Selon le dernier rapport annuel de l’Assurance maladie, 47 398 maladies professionnelles ont été prises en charge en 2021, dont 86% dus à des troubles musculosquelettiques qui représentent ainsi la majorité des sinistres. En France, les dossiers de reconnaissance des maladies professionnelles liées au travail sont examinés par le Comité Régional de Reconnaissance des Maladies Professionnelles (CRRMP ou C2RMP).

Maître Johan Zenou, expert en droit de la sécurité sociale, vous explique le rôle, les compétences et la composition du CRRMP. Le Cabinet vous éclaire également sur les délais d’examen de votre demande de reconnaissance et sur les voies de recours suite à une décision défavorable du CRRMP.  

I. le CRRMP : rôle, compétences et composition du comité

Le rôle du CRRMP Le CRRMP est en charge de l’examen des demandes de reconnaissance des maladies professionnelles.

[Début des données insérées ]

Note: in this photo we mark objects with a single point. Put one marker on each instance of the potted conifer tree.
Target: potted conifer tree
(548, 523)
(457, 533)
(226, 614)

Celles-ci sont reconnues dans les conditions fixées à l’article L.461-1 du Code de la sécurité sociale. La maladie professionnelle implique que le salarié ait été exposé à un risque psychique, physique, chimique, ou biologique, au cours de l’exercice de ces missions professionnelles.

Deux cas d’espèces se présentent : soit la maladie fait partie de celles répertoriées et figure dans le tableau des maladies professionnelles, soit elle n’y figure pas et doit être reconnu par le CRRMP. Dans le premier cas de figure, il existe deux tableaux pour le régime général et agricole. Si la maladie figure au tableau, des conditions doivent tout de même être remplies pour que votre dossier de maladie professionnelle soit accepté (e.g. liste indicative des travaux susceptibles de provoquer la maladie, délai de prise en charge, désignation de la pathologie, etc..).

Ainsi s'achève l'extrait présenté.